Thursday, July 03, 2014

Marketing Castles: The Anglo-Normans in Ulster (and all of Ireland in fact)

Following on from the previous post, as the layers and centuries of history are peeled back, they often reveal the story of the Normans - in Great Britain, in Ireland and in Ulster. Many of the families celebrated as Ulster-Scots in fact have French origins - the De Montgomeries and the De Hambledens (Hamiltons) were both from Normandy.

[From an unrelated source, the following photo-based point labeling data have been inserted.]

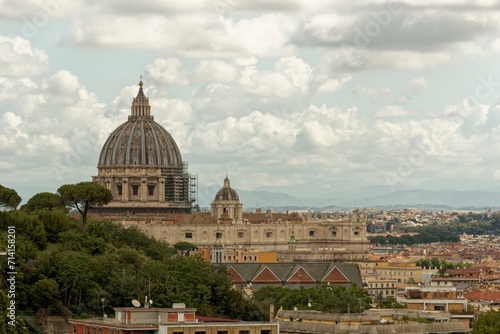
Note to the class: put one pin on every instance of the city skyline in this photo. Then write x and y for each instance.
(286, 96)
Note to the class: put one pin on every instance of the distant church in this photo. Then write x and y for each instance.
(142, 166)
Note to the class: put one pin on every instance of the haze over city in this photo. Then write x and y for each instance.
(306, 98)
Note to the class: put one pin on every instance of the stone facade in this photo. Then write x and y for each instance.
(141, 165)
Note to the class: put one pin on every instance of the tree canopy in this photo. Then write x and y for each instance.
(83, 196)
(184, 247)
(325, 298)
(390, 302)
(9, 198)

The Montgomery Manuscripts refer to customs of Lowland Scottish gentry being 'in imitation of ye French ... there is plenty of French names and French words alsoe'. The De Brus family, of whom descended King Robert the Bruce, is another example of 'Scoto-Norman'. The same applies to many Irish families.

The Normans were of Viking descent thanks to their leader, Rollo, being given Normandy by the King of France in a famous treaty in AD911 - he had grown tired of defending against relentless Viking attacks. 150 years later, in AD1066, the Normans had grown powerful enough to invade and take control of England. The Bayeux Tapestry is the 230 foot long HD widescreen Blu-Ray account of the Battle of Hastings which was the clincher - the Bannockburn of its day which installed a new King and changed a nation.The first step was England, then north into Scotland and then west into Ireland and northwards into Ulster.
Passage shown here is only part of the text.